UNC6395 exploited Salesloft OAuth tokens to exfiltrate data from Salesforce instances. The campaign, active from August 8 to 18, 2025, targeted over 700 organizations, exporting credentials and sensitive information. Zscaler, Palo Alto Networks, Cloudflare, Google, PagerDuty, Proofpoint, SpyCloud, Tanium, and Workiva were impacted by the breach, exposing customer information. Salesloft and Salesforce have taken remediation steps, and the threat actor demonstrated operational security awareness. The breach involved exporting large volumes of data from Salesforce instances, including AWS access keys, passwords, and Snowflake tokens. The actor deleted query jobs to cover tracks. Salesloft has revoked connections and advised customers to re-authenticate Salesforce integrations. The campaign may indicate a broader supply chain attack strategy. Salesloft has engaged Mandiant and Coalition for investigation and remediation. Drift customers are urged to update API keys for connected integrations. Salesforce removed the Drift application from the Salesforce AppExchange until further notice. Google has revealed that the campaign impacts all integrations, including Google Workspace email accounts, and has taken steps to mitigate the risk. Salesloft is temporarily taking Drift offline to review the application and build additional security measures. Okta successfully prevented a breach of its Salesforce instance by enforcing inbound IP restrictions, securing tokens with DPoP, and using the IPSIE framework. Okta recommends that organizations demand IPSIE integration from application vendors and implement an identity security fabric unified across applications.

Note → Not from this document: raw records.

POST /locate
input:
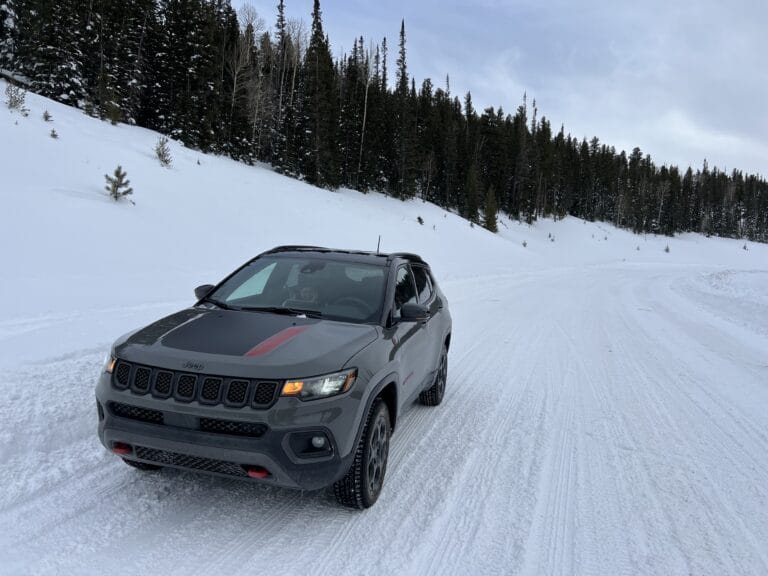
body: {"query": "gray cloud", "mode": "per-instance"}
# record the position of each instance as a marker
(682, 80)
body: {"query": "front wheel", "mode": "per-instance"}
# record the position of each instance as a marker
(361, 486)
(434, 395)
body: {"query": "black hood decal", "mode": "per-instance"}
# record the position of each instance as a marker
(227, 332)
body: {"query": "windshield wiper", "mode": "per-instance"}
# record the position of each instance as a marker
(284, 310)
(220, 304)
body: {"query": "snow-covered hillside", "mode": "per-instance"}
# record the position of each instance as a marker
(606, 409)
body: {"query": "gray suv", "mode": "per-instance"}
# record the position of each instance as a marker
(292, 371)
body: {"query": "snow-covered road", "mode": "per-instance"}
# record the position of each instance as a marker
(598, 420)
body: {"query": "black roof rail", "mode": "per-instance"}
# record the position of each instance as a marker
(406, 256)
(297, 248)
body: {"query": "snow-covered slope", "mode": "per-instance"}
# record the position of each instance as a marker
(607, 404)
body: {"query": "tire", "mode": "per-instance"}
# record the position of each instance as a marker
(434, 395)
(361, 486)
(141, 465)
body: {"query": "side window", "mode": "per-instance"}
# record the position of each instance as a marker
(405, 291)
(423, 284)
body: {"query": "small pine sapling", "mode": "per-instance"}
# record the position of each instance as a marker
(117, 185)
(163, 152)
(14, 98)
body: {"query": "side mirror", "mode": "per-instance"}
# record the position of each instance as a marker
(412, 312)
(202, 291)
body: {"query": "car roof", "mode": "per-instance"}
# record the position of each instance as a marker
(350, 255)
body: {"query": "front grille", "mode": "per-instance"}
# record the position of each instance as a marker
(136, 413)
(237, 392)
(185, 387)
(206, 389)
(216, 426)
(141, 380)
(122, 375)
(211, 390)
(165, 458)
(163, 383)
(265, 392)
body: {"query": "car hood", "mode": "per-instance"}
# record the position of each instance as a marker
(245, 344)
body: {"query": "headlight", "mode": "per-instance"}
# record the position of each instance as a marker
(320, 386)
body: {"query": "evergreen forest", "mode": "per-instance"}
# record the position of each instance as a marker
(229, 83)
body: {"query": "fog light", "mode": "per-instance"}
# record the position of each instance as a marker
(121, 448)
(318, 442)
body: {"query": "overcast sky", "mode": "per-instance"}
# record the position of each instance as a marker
(684, 80)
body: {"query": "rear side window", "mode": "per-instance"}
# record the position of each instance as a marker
(405, 291)
(423, 284)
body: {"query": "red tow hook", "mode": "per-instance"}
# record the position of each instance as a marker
(257, 471)
(121, 448)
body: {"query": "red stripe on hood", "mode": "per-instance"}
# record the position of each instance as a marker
(275, 341)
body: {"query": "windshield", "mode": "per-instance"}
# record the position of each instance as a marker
(337, 290)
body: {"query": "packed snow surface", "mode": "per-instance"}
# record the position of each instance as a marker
(606, 409)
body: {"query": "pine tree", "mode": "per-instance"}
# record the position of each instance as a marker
(8, 34)
(163, 151)
(320, 109)
(490, 210)
(117, 185)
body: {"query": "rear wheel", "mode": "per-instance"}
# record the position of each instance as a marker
(434, 395)
(141, 465)
(361, 486)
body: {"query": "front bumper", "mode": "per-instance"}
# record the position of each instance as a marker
(231, 442)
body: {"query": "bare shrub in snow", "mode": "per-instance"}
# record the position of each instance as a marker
(163, 151)
(117, 185)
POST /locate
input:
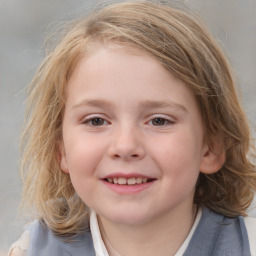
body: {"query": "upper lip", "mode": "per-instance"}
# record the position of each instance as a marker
(126, 176)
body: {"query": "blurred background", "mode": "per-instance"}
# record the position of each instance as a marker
(23, 28)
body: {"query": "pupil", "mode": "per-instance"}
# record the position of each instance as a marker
(97, 121)
(158, 121)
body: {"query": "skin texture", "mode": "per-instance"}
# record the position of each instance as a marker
(127, 116)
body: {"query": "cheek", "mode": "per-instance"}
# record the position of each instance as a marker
(83, 155)
(180, 153)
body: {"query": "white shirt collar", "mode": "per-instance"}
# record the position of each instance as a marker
(100, 248)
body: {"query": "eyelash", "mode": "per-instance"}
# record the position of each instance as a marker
(160, 121)
(89, 121)
(165, 120)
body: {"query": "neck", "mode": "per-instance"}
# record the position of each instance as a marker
(144, 239)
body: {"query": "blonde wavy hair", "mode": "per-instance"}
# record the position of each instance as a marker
(181, 42)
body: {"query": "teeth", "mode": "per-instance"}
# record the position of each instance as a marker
(121, 181)
(130, 181)
(139, 180)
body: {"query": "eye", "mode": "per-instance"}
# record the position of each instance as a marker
(159, 121)
(97, 121)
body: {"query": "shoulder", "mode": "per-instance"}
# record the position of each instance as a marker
(20, 247)
(250, 224)
(39, 240)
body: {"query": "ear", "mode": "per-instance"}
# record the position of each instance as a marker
(213, 158)
(62, 158)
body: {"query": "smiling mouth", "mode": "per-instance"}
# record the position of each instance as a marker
(129, 181)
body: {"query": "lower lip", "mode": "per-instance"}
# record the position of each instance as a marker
(128, 189)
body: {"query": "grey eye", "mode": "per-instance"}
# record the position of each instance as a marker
(159, 121)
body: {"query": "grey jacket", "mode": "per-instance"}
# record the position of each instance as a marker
(215, 235)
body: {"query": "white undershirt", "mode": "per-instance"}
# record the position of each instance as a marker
(100, 248)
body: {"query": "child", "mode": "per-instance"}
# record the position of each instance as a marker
(136, 143)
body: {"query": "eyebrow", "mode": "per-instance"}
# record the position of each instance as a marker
(145, 104)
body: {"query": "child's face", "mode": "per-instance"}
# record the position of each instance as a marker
(128, 120)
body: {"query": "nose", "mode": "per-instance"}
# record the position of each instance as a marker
(127, 144)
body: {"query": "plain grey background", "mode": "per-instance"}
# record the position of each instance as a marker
(23, 26)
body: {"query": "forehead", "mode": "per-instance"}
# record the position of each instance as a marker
(123, 75)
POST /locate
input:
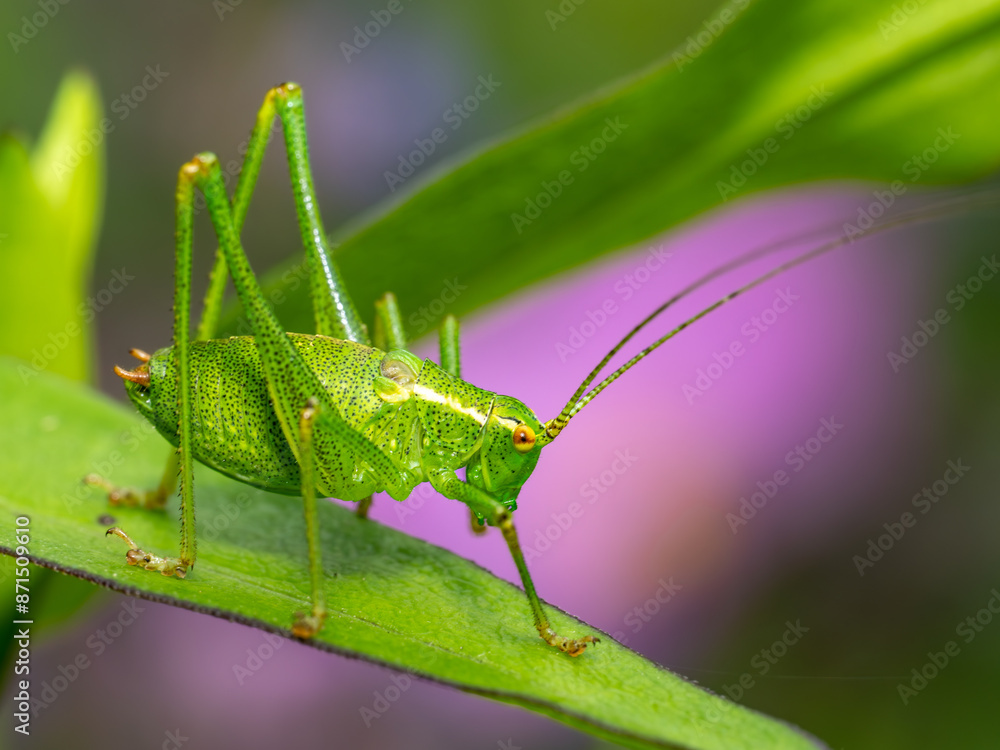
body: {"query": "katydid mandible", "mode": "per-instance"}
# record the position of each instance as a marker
(336, 414)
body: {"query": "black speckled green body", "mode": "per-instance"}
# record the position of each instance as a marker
(424, 419)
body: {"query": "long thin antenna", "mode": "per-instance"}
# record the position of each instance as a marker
(950, 207)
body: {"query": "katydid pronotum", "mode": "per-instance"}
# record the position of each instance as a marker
(336, 413)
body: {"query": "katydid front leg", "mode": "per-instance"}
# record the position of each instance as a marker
(485, 505)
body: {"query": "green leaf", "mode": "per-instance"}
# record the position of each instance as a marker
(50, 209)
(838, 90)
(392, 599)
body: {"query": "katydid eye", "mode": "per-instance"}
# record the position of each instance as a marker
(524, 438)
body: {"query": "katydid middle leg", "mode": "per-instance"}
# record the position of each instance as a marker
(449, 342)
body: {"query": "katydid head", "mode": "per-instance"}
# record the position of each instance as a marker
(509, 450)
(138, 382)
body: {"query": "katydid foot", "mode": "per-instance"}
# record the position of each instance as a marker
(168, 566)
(306, 626)
(571, 646)
(129, 497)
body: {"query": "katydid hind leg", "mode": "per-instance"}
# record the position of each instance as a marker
(307, 625)
(485, 505)
(156, 499)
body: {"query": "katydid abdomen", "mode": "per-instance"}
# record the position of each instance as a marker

ShadowCaptcha Campaign Exploits WordPress Sites to Deliver Malware

A large-scale campaign, codenamed ShadowCaptcha, has been exploiting over 100 compromised WordPress sites to spread ransomware, information stealers, and cryptocurrency miners. The campaign uses fake CAPTCHA verification pages to trick users into executing malicious payloads. The attacks began in August 2025 and target various sectors, including technology, hospitality, legal/finance, healthcare, and real estate. The primary objectives are data theft, illicit cryptocurrency mining, and ransomware deployment. The campaign employs social engineering, living-off-the-land binaries (LOLBins), and multi-stage payload delivery to maintain persistence on targeted systems. The attacks start with malicious JavaScript code injected into compromised WordPress sites, redirecting users to fake CAPTCHA pages. From there, the attack chain forks into two paths: one using the Windows Run dialog and the other guiding victims to save and run an HTML Application (HTA) file. The compromised sites are primarily located in Australia, Brazil, Italy, Canada, Colombia, and Israel. The attackers likely gained access through known exploits in WordPress plugins and compromised credentials. The "Scattered Lapsus$ Hunters" group, linked to Shiny Hunters, Scattered Spider, and Lapsus$, has been identified as behind widespread data theft attacks targeting Salesforce data and other high-profile companies. The group has claimed access to Google's Law Enforcement Request System (LERS) and the FBI's eCheck background check system, raising concerns about potential impersonation of law enforcement and unauthorized access to sensitive user data. Mitigation strategies include user training, network segmentation, and securing WordPress sites with multi-factor authentication (MFA).

Farmers Insurance data breach via compromised Salesforce vendor

Farmers Insurance disclosed a data breach affecting 1.1 million customers. The breach occurred on May 29, 2025, when an unauthorized actor accessed a third-party vendor's database containing customer information. The vendor, identified as Salesforce, was targeted by threat actors classified as UNC6040 or UNC6240, who used social engineering and voice phishing (vishing) to gain access. The stolen data includes names, addresses, dates of birth, driver's license numbers, and the last four digits of Social Security numbers. Farmers Insurance began notifying impacted individuals on August 22, 2025. The breach was discovered on May 30, 2025, and the vendor had monitoring tools that detected the suspicious activity and took containment measures. Farmers Insurance launched a comprehensive investigation and is providing affected individuals with two years of complimentary identity monitoring services.